HSBC Holdings (LSE: HSBA.L) Looking to Emerging Markets for Growth, Business in U.S. “Winding Down”

Mocked by shareholders in the pre-bubble years, HSBC Holdings’ (LSE: HSBA.L) group finance director Douglas Flint is now having the last laugh, as the huge bank performed magnificently while their competitive rabble around them begged their respective governments in order to cover up their gross incompetence. I do use the term ‘competitive’ loosely here.

Much of the indignation with Flint from HSBC shareholders was in reference to how much cash he kept on the books of the company. Now he’s looked upon as a hero in the industry and shareholders, being hailed as one of the “finest bean counters the banking industry has ever had,” according to an interview with Flint by Economic Times.

Another wise move Flint made was in his decision to face the exposure of the bank to sub-prime mortgages by taking gigantic write-downs at the beginning rather than wait around, which many of his colleagues did.

Also impressive in the environment presented to HSBC and Flint was it’s refusal to take any government assistance, as the way the bank was run so well made it have no need for a bailout. It’s competitors around the world need to look at them as a model to follow and embrace the practices Flint uses to keep HSBC in such top financial condition.

Flint says the reason the company didn’t need government assistance was founded upon its strong capital base and the diversified business model used to conduct its business. Add that to the scale of the company and you have the secret of the success of HSBC, according to Flint.

Another solid practice referred to by Flint is the way they take their time in lending out money when they enter into a new market. First they work on building up deposits before they even think of lending money out, giving them a strong capital foundation to work from. The simple and effective strategy is why they are so highly respected in the banking industry today.

As far as its future prospects, HSBC, like many industries and sectors, are looking toward emerging markets as the engine of growth for the years ahead.

While they are now evenly generating revenue from the U.S., Europe and Asia, Flint sees that changing going forward, with the majority of new business coming from Asia, Latin America and the Middle East, which will change the percentages dramatically.

Somewhat ominous for the United States was the statement by Flint that once the U.S. division returns to profitability, it will never be the size it was before the economic crisis. He added that a lot of the business in the United States is winding down, while emerging market business is continually expanding to be a larger portion of their revenue.
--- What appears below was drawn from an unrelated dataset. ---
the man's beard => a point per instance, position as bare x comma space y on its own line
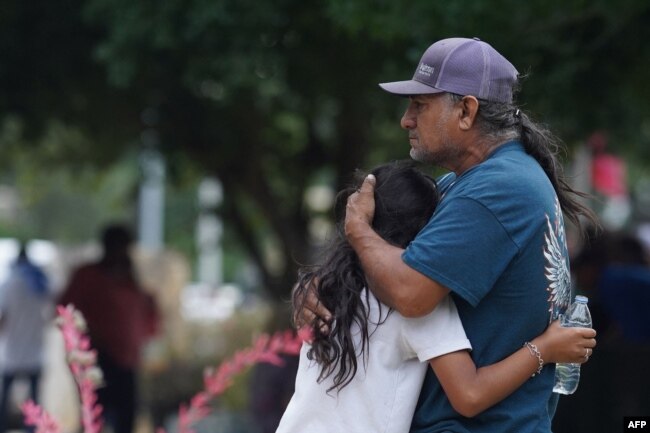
441, 157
What this means is he doesn’t see much growth in the U.S. market, and that confirms what a lot of other people have been stating for some time. American business will need to adjust accordingly to that new reality.

As far as HSBC, they have shown the rest of the banking industry how to run themselves, and they need to take their cue from them and follow suit. While I don’t believe the governments should have ever bailed out the poorly run banks, if more would have been expertly run like HSBC, it would have been a moot point, as the perceived need wouldn’t have been there.